Bernard Baudry is unquestionably one of Chinon’s most outstanding producers. Not only does he have the talent to make delicious and consistent wines, vintage to vintage, but he is also fortunate to have vineyard land that showcases the varied soil types of the appellation. After completing his viticultural studies in Beaune, Bernard returned to the Loire Valley and purchased his first two hectares of land in Cravant-les-Coteaux, a village from which almost half of the production of A.O.C. Chinon is sourced. Over the years, the domaine has grown to 25 hectares and Bernard’s son, Matthieu, has joined the family domaine. The Baudrys are staunch traditionalists, and you would have a hard time finding a Chinon more classic than theirs.
The defining feature of the Loire Valley, not surprisingly, is the Loire River. As the longest river in France, spanning more than 600 miles, this river connects seemingly disparate wine regions. Why else would Sancerre, with its Kimmeridgian limestone terroir be connected to Muscadet, an appellation that is 250 miles away?

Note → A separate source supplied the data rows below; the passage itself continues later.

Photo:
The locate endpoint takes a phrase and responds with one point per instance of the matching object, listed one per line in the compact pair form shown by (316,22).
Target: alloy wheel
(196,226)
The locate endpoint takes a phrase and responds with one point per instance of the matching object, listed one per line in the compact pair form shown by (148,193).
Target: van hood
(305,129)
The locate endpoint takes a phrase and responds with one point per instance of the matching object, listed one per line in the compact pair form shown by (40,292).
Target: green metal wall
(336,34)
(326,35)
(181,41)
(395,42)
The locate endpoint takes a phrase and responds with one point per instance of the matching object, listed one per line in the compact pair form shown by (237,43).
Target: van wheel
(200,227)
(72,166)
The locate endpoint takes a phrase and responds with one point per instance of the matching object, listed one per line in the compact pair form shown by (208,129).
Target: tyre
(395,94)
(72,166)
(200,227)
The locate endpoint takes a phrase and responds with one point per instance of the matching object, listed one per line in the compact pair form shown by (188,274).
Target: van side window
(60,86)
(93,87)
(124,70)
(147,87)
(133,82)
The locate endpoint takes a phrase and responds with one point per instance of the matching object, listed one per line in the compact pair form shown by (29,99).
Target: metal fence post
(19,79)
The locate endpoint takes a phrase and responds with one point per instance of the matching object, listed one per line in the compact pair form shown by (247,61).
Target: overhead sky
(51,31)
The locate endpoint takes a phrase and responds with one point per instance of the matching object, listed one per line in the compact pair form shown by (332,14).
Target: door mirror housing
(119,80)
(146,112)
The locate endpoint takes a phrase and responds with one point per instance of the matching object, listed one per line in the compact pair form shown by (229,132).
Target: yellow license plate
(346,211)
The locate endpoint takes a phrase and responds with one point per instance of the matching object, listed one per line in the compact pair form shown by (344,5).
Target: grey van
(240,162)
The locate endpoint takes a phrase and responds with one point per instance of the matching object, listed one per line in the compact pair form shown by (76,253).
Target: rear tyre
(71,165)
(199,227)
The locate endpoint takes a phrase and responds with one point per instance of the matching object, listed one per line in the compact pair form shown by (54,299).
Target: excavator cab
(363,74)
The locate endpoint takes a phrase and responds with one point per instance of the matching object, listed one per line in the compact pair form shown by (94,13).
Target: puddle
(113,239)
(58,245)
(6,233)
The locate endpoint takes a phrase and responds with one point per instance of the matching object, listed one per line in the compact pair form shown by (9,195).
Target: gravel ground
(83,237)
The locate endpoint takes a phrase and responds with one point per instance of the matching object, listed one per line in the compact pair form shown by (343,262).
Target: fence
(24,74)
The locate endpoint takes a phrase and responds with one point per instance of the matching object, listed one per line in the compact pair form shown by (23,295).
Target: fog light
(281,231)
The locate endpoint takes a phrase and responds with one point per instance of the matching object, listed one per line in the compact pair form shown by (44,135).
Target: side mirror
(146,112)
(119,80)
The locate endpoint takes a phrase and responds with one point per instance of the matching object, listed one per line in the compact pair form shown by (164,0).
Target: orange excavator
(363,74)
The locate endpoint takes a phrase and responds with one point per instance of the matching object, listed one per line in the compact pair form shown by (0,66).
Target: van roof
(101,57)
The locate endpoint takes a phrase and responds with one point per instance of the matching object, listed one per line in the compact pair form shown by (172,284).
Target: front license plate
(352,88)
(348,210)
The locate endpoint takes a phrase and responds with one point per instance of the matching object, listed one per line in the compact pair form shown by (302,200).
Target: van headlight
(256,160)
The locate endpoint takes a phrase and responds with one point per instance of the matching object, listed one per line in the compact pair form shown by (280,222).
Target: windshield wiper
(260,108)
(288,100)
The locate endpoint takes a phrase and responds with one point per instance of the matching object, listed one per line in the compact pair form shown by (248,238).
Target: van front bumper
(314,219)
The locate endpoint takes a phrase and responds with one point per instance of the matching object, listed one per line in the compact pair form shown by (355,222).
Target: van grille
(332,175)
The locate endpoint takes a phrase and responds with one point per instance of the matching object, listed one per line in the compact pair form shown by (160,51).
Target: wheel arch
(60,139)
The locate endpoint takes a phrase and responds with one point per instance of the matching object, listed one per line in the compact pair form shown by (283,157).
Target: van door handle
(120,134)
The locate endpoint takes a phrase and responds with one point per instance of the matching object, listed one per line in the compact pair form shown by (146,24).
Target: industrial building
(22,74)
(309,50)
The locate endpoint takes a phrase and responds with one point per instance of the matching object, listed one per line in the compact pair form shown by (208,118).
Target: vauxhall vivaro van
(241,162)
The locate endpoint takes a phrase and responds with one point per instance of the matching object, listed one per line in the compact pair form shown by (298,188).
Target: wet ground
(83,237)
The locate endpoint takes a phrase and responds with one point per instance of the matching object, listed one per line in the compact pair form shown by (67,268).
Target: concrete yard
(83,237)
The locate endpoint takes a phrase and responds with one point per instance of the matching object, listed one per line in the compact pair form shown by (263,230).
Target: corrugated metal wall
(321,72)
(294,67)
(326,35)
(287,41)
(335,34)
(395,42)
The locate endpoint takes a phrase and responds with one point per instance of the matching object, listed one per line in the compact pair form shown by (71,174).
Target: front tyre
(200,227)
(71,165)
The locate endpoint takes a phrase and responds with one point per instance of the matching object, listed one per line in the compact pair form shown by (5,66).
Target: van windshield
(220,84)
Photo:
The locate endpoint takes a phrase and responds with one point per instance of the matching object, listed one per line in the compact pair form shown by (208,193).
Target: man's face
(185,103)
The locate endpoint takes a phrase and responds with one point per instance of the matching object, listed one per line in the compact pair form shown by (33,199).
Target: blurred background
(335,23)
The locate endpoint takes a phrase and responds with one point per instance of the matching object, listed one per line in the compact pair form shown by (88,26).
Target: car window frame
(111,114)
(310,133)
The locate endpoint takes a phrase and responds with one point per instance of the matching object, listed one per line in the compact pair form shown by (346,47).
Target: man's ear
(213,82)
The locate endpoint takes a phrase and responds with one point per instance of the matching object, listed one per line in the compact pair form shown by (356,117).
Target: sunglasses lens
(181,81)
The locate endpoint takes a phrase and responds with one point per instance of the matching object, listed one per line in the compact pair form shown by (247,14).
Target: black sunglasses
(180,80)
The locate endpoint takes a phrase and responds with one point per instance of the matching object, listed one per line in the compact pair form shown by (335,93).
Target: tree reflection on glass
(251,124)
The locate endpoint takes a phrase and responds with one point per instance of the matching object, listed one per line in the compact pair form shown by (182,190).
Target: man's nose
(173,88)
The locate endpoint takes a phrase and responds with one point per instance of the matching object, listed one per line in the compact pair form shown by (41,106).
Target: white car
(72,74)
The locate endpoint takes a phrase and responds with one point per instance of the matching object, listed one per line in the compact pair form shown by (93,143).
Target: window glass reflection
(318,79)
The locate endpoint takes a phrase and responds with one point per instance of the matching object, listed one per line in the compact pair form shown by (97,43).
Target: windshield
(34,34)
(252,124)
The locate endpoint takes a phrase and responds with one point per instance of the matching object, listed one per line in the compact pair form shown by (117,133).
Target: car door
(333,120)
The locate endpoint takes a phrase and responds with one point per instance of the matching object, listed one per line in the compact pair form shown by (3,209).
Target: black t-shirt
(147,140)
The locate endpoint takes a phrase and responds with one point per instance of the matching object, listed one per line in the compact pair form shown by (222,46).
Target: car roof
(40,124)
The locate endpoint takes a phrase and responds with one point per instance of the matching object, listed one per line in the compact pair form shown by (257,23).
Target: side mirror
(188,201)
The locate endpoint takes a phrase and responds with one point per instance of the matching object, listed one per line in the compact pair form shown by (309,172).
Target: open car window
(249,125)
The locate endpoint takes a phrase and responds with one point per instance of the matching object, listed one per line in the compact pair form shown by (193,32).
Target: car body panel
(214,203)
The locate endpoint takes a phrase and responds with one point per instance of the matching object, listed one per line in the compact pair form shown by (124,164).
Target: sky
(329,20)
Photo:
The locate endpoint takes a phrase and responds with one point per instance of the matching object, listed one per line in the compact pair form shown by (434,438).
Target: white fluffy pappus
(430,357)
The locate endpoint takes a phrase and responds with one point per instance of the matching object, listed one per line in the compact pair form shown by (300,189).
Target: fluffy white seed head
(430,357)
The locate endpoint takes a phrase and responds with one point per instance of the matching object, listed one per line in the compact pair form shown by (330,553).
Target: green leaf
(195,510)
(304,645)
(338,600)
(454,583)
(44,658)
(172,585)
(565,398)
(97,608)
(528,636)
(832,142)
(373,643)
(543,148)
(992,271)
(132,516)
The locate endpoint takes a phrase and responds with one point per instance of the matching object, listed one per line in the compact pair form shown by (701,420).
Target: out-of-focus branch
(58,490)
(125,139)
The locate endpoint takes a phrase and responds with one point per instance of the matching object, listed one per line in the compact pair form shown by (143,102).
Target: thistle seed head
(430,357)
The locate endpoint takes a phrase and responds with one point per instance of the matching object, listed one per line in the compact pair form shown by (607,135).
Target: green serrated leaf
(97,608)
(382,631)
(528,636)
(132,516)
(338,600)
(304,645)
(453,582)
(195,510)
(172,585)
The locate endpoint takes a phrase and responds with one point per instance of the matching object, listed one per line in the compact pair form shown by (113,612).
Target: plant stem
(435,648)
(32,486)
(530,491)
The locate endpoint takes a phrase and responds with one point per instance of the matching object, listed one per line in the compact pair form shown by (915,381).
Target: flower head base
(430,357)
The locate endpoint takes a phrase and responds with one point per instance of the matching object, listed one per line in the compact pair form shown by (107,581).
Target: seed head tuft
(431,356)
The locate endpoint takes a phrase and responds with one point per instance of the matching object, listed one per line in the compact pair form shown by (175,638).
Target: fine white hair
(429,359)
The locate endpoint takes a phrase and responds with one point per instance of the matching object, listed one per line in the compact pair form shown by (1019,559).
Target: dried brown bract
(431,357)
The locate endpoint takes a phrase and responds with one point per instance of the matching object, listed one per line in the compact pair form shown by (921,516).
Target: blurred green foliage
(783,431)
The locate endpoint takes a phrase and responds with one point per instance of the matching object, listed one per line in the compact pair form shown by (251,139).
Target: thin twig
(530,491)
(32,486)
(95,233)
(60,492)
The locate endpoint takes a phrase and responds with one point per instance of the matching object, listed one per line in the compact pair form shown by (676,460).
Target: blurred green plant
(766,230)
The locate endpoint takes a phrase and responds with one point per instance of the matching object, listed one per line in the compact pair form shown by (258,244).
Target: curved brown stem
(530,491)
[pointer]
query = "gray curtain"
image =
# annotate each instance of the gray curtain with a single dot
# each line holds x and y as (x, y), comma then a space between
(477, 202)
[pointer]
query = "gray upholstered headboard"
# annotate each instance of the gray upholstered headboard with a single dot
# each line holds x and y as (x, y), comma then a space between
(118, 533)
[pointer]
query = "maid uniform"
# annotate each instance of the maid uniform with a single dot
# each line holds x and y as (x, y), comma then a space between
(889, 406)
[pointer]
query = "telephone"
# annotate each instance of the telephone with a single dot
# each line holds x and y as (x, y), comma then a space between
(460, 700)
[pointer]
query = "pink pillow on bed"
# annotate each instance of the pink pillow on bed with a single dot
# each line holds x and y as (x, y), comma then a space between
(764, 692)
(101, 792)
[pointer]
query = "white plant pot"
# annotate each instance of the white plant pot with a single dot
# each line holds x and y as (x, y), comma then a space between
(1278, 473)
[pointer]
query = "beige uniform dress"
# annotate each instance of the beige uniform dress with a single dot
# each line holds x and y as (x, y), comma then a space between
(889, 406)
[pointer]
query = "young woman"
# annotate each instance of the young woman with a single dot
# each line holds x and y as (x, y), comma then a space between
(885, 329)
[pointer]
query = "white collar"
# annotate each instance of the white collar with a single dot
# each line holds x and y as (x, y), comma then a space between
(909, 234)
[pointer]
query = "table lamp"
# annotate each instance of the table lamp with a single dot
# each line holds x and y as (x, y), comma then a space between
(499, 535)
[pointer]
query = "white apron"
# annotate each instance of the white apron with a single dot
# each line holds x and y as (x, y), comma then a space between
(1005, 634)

Secondary in relevance to the historical, climatic, environmental, and cultural importance of the river are the wines and châteaux of the Jardin de la France. The kings and nobility of France built many hundreds of châteaux in the Loire but wine preceded the arrival of the noblesse and has since out-lived them as well.
Diversity abounds in the Loire. The aforementioned Kimmderidgian limestone of Sancerre is also found in Chablis. Chinon, Bourgueil, and Saumur boast the presence of tuffeau, a type of limestone unique to the Loire that has a yellowish tinge and a chalky texture. Savennières has schist, while Muscadet has volcanic, granite, and serpentinite based soils. In addition to geologic diversity, many, grape varieties are grown there too: Cabernet Franc, Chenin Blanc, Sauvignon Blanc, and Melon de Bourgogne are most prevalent, but (to name a few) Pinot Gris, Grolleau, Pinot Noir, Pineau d’Aunis, and Folle Blanche are also planted. These myriad of viticultural influences leads to the high quality production of every type of wine: red, white, rosé, sparkling, and dessert.
Like the Rhône and Provence, some of Kermit’s first imports came from the Loire, most notably the wines of Charles Joguet and Château d’Epiré—two producers who are featured in Kermit’s book Adventures on the Wine Route and with whom we still work today.
I want you to realize once and for all: Even the winemaker does not know what aging is going to do to a new vintage; Robert Parker does not know; I do not know. We all make educated (hopefully) guesses about what the future will bring, but guesses they are. And one of the pleasures of a wine cellar is the opportunity it provides for you to witness the evolution of your various selections. Living wines have ups and downs just as people do, periods of glory and dog days, too. If wine did not remind me of real life, I would not care about it so much.